Do ponto de vista urbanístico, esse modelo favorece, no caso da provisão de 0 a 3 salários (mas não só), a produção de casinhas térreas em grandes conjuntos nas periferias urbanas ou mesmo em área rural que será transformada em área urbana (nesse caso o custo da terra, próximo a zero por m², permite o maior ganho de incorporação de renda diferencial possível). Basta lembrar que a mudança na legislação do uso do solo e a definição dos limites do perímetro urbano passam pelas Câmaras Municipais, que tradicionalmente representam os interesses dos principais proprietários de cada cidade e de suas entidades de classe. A máquina patrimonialista-rentista é posta a funcionar enquanto fortalece o modelo de espraiamento urbano, que é oneroso para o poder público e para a sociedade como um todo.

 

Não há nada no pacote que estimule a ocupação de imóveis construídos vagos (que totalizam mais de 6 milhões de unidades, ou 83% do déficit, segundo dados da Fundação João Pinheiro para o ano 2000), colaborando para o cumprimento da função social da propriedade. A existência desse imenso estoque de edificações vazias é mais um peso para toda a sociedade, pois são em sua maioria unidades habitacionais providas de infra-estrutura urbana completa, sendo muitos inadimplentes em relação ao IPTU (em diversos países da Europa, por exemplo, imóveis vazios pagam mais impostos dos que os ocupados, forçando seu uso). A constituição de fundos públicos para fomentar aquisição, desapropriação e aluguel subsidiado de imóveis isolados é uma política existente em diversos países como forma de minimizar o déficit, combater a ociosidade imobiliária e o espraiamento urbano, ao mesmo tempo em que permite o atendimento imediato de famílias em situação de risco e colabora com certa mistura social, inserindo-as em áreas já urbanizadas.

 

O que prevalece, contudo, é a lógica produtivista, de execução de novas unidades, que mais interessa ao setor da construção.
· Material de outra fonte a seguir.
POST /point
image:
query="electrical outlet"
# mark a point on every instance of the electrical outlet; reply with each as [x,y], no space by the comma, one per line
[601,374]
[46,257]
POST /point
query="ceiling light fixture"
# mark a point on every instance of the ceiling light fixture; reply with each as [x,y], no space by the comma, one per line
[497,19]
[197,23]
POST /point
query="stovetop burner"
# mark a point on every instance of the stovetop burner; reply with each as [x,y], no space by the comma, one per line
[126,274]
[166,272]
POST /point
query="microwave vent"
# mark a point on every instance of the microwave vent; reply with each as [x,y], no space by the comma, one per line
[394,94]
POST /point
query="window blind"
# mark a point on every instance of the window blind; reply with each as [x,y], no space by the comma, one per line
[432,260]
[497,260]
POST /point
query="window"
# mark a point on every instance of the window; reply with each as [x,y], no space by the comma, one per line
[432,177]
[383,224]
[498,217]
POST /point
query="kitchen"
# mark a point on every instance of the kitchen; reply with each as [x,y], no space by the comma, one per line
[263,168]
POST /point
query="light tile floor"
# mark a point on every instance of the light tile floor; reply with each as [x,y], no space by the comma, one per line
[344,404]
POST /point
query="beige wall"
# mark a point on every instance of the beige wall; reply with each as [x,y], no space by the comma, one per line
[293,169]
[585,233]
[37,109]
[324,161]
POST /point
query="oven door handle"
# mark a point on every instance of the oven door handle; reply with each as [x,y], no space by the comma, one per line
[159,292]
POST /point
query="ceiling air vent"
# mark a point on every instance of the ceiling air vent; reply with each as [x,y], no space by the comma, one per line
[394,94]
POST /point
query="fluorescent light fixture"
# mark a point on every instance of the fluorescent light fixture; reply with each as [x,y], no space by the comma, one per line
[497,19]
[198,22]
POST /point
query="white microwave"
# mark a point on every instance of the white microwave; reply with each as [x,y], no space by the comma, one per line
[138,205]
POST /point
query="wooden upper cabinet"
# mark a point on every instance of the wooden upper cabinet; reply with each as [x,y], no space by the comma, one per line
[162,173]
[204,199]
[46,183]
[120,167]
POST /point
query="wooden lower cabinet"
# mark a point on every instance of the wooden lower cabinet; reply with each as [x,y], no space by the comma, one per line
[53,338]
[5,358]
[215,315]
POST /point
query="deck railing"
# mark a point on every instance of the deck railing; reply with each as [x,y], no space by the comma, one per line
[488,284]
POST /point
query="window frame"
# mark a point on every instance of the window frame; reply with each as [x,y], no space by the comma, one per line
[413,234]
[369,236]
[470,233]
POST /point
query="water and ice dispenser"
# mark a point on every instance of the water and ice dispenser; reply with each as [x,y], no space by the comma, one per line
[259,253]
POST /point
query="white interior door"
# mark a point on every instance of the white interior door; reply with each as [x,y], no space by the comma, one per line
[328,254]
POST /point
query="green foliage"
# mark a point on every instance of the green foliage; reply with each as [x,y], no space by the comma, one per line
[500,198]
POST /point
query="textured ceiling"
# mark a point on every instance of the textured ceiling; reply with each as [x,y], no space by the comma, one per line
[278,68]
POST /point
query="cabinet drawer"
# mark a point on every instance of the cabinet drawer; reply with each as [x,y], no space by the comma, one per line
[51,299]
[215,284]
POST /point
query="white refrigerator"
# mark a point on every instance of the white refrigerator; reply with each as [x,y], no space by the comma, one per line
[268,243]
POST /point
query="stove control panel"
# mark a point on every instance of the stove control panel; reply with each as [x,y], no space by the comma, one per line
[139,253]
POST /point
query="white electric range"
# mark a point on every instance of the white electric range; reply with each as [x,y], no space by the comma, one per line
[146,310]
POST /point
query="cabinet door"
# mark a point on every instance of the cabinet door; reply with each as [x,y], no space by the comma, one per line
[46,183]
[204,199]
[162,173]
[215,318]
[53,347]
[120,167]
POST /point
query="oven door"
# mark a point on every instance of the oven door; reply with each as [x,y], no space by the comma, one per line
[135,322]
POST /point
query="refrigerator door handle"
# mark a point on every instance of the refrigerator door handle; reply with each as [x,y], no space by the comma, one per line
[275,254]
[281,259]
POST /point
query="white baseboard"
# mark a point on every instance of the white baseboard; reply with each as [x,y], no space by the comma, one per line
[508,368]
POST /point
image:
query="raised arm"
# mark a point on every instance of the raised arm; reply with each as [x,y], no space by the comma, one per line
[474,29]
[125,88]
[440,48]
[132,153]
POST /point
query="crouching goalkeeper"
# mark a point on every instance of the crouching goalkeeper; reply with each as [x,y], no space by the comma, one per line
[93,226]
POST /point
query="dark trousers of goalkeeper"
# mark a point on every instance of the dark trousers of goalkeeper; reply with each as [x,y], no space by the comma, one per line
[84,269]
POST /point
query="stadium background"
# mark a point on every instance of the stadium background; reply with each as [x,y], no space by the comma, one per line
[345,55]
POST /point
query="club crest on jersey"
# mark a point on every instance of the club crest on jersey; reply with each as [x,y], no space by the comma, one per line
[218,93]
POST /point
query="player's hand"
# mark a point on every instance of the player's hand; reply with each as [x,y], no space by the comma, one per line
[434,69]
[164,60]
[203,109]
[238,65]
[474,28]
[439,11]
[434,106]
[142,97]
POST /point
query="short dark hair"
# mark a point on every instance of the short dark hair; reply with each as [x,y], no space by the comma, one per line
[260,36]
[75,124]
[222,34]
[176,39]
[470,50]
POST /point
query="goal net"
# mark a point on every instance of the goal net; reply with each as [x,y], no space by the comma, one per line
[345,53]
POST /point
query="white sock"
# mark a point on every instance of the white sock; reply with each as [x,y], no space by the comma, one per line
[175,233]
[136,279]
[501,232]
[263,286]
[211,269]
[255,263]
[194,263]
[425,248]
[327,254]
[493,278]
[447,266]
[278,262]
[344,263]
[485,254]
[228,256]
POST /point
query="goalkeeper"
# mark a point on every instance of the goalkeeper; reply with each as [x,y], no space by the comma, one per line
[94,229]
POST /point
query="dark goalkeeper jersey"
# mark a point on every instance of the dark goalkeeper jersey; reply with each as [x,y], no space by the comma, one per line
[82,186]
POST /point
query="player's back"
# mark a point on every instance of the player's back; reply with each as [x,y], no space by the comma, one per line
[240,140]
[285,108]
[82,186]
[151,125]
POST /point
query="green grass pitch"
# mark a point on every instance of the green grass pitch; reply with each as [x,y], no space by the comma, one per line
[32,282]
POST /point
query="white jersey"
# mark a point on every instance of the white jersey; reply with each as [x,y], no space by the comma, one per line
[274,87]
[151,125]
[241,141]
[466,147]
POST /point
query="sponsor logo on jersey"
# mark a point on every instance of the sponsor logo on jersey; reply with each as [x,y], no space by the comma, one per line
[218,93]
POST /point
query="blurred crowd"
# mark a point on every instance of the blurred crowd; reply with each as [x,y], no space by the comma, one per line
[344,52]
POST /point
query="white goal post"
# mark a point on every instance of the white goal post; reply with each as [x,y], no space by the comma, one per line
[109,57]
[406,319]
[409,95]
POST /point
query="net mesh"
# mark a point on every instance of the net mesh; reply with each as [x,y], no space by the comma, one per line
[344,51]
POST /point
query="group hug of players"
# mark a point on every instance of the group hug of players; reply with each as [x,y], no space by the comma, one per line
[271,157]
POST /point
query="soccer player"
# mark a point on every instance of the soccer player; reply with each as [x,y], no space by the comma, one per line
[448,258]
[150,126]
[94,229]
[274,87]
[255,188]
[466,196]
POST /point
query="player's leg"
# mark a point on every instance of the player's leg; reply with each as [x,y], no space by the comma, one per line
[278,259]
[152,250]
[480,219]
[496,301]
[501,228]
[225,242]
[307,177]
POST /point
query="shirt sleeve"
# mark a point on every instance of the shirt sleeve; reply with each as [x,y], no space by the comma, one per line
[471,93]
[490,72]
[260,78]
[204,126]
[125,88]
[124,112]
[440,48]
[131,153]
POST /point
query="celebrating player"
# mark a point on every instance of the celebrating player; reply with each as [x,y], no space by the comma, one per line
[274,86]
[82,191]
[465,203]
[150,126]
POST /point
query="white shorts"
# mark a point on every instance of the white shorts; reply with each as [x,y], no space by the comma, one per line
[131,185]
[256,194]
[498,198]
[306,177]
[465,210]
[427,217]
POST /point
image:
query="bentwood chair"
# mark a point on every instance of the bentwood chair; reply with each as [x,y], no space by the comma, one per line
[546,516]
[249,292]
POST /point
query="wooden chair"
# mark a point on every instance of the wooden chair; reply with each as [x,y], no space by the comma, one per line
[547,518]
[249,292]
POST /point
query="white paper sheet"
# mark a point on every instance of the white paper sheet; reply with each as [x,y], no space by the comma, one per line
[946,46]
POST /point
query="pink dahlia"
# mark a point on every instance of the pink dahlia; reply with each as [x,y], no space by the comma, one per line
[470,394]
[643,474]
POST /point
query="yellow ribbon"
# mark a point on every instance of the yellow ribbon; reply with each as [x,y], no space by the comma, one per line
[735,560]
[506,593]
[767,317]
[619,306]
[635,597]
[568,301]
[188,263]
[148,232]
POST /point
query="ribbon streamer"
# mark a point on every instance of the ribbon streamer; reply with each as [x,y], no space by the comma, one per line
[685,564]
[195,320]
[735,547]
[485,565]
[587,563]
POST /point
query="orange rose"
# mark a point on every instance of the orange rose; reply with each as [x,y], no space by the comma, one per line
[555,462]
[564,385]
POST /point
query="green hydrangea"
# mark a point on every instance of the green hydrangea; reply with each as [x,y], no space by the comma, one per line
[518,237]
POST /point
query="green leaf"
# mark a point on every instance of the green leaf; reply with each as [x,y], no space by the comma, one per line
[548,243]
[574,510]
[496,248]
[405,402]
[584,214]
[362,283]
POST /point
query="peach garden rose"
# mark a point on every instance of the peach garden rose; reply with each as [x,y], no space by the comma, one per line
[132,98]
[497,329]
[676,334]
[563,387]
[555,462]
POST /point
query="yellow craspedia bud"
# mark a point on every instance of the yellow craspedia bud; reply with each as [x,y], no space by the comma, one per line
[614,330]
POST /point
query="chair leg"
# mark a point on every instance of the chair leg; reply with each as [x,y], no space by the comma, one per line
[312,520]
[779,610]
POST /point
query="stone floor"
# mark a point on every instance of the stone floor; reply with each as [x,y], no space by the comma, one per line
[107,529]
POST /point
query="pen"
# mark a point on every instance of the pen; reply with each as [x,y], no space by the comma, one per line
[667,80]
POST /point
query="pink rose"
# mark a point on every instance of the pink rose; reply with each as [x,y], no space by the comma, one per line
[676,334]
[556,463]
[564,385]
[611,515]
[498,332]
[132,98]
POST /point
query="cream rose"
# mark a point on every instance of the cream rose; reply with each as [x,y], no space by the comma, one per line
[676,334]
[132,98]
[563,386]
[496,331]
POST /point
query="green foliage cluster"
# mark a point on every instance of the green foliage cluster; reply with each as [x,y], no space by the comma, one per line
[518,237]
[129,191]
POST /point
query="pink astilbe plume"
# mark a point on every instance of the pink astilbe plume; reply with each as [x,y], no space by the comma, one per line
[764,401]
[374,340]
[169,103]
Mesmo nesse caso, não há incentivo às construtoras para que promovam a produção adensada em áreas mais centrais, em lotes menores inseridos na malha urbana ou para reforma de edifícios (isso seria simples, por meio de um escalonamento de valores inversamente proporcional ao número de unidades habitacionais, de modo a privilegiar conjuntos e terrenos menores ao invés de grandes conjuntos periféricos, o que também favoreceria as empresas menores e locais).

 

O pacote, tal como proposto, irá estimular o crescimento do preço da terra como um todo (a menos que a cidade entre em colapso e os preços despenquem), favorecendo ainda mais a especulação imobiliária articulada à segregação espacial e à captura privada de investimentos públicos. Assim, a política habitacional de interesse social se tornará cada vez mais inviável, dado o crescimento do preço dos terrenos, o que poderá ser, ironicamente, mais uma justificativa, por parte do mercado e da tecnocracia, para que se atenda apenas as faixas de rendimento acima de 3 salários mínimos.